Les Suisses rejettent l'initiative anti-immigration, selon les projections
Les Suisses auraient rejeté l'initiative populaire anti-immigration de la droite radicale proposant de plafonner la population du pays, selon les projections de l'institut de sondage gsf.bern.
Dans un référendum distinct, la tendance tendait en revanche vers une approbation d'un projet du gouvernement visant à durcir les conditions d'accès au service civil afin de préserver la primauté du service militaire, avec près de 53% de votes favorables.

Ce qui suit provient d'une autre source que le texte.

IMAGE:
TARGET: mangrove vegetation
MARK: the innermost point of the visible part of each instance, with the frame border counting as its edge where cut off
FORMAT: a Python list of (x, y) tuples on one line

Le votre sur l'initiative anti-immigration, qui s'annonçait très serré, aurait basculé en faveur du non à 55%, selon la tendance de gsf.bern publiée 30 minutes après la fermeture des bureaux de vote.
"Nous sommes très soulagés et heureux. C'est un résultat qui est important pour notre pays et pour nos relations avec l'UE", a réagi la directrice l'organisation patronale economiesuisse, Monika Rühl, à la télévision publique RTS.
"Je suis rassuré. Cette initiative mettait en pratique une politique du bouc-émissaire", a également déclaré Benoît Gaillard, député socialiste, à la télévision.
Dans les sondages précédant le vote, le non était donné légèrement gagnant pour cette initiative, dont l'adoption aurait pu compromettre les relations entre la Suisse et l'Union européenne, son principal partenaire commercial, avec laquelle elle entretient des liens économiques étroits malgré sa non-appartenance à l'UE.
"Il y a un moment où il faut se dire qu'il faut une limite", a déclaré Gilles Hirt, retraité, au micro de l'AFP dans un bureau de vote à Berne, comparant la situation à un bateau : "S'il est prévu pour 150 personnes et que vous en faites monter 250, ça devient limite. Si vous en faites monter 350, on coule".
- "La misère du monde" -
Si le seuil des 10 millions avait été dépassé, la Suisse aurait dû dénoncer l'accord de libre circulation avec l'UE dans les deux ans, et d'autres accords bilatéraux portant sur l'asile et la sécurité viendraient également à tomber.
Pénurie de logements, hausse des loyers, bétonnage du paysage, bouchons, trains bondés, augmentation de la criminalité, système de santé à bout et baisse de la qualité de l'enseignement sont les principaux arguments des promoteurs de cette initiative.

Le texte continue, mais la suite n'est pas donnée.